I also found it interesting to compare a plot of the noise schedule to these images–you can see how the model makes its most dramatic modifications to the image in those early steps.

Noise Scheduler sigma values

(The above plot was for num_steps=20, not 50, but I think you get the point just from seeing the general shape)

2.3. Noise Strength = 1.0

A common misconception is that setting the value to 1.0 completely destroys the original image, but that’s not quite true–the original image is still involved and still has some influence over the output.

In the below example, with the strength set to 1.0, you can see evidence of the original image:

  • It replaced the airship in the top left with another airship.
  • The clock and pillar were replaced with mountain peaks.
  • The sky has roughly the same shape and placement.
  • In all of the examples I generated, there was a large structure or airship on the right hand side.

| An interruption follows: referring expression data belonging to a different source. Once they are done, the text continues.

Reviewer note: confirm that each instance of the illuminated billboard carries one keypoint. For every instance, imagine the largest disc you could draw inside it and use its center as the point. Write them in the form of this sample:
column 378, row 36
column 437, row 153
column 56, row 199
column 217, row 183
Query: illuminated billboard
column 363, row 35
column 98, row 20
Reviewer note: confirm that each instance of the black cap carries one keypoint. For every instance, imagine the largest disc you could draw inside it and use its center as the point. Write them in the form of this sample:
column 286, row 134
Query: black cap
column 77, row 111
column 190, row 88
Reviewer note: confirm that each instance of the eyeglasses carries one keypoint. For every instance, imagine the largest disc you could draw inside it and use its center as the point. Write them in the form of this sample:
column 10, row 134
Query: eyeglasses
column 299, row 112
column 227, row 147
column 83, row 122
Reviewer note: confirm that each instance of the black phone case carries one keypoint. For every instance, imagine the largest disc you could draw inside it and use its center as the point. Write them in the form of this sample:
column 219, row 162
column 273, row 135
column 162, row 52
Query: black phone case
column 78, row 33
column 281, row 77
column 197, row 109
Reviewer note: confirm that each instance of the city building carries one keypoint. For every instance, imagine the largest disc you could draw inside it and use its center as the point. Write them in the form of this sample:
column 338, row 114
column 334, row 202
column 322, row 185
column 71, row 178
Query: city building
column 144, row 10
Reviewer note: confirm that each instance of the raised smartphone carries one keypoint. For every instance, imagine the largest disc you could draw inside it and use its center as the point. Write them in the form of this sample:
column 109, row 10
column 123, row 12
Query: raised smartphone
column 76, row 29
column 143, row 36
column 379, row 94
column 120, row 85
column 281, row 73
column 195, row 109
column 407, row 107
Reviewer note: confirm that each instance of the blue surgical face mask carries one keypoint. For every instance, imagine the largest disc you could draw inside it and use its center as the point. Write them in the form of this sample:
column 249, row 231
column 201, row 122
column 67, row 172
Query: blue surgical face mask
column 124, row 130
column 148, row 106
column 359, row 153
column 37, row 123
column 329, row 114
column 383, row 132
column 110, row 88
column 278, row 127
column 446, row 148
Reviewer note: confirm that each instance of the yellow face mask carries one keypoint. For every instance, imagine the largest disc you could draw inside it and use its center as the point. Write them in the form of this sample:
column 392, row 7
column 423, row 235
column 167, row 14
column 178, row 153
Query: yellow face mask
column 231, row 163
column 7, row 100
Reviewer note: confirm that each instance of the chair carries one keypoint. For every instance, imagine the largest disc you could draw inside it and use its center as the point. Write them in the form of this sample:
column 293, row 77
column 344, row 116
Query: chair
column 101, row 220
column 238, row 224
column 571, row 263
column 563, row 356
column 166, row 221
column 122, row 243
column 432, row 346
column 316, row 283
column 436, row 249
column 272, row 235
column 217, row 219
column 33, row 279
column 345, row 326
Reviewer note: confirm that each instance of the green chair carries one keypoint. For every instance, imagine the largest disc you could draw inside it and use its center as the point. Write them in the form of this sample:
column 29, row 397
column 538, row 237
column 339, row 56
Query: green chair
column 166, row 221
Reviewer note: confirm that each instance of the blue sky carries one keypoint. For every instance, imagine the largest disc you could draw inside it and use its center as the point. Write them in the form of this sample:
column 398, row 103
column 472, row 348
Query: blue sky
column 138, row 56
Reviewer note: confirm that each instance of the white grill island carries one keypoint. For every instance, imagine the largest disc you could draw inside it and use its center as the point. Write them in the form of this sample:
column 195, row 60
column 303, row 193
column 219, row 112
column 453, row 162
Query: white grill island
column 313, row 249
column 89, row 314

Image overlay at strength of 1.0

In fact, my experience has been that a strength of 1.0 actually generates some of the best images! I think you can view it as giving the model maximum artistic license, and that seems to be where it performs best.

Here’s my favorite Xenomorph result, with a strength of 1.0 (this is the same image as the top right of that giant illustration):

Xenomorph favorite

“A Xenomorph standing on a stage playing a stratocaster guitar sticking out its tongue by giger, Zdzisław Beksiński, greg rutkowski”

Happy generating!

Appendix - Tools

Img2Img is a common feature that you’ll likely find in any art generation tool.

The quickest way to get going is probably to use DreamStudio (a paid tool that gives you free credits to start).

The most popular open-source tool seems to be Automatic1111, and this video can show you how to get it running on a free Colab GPU.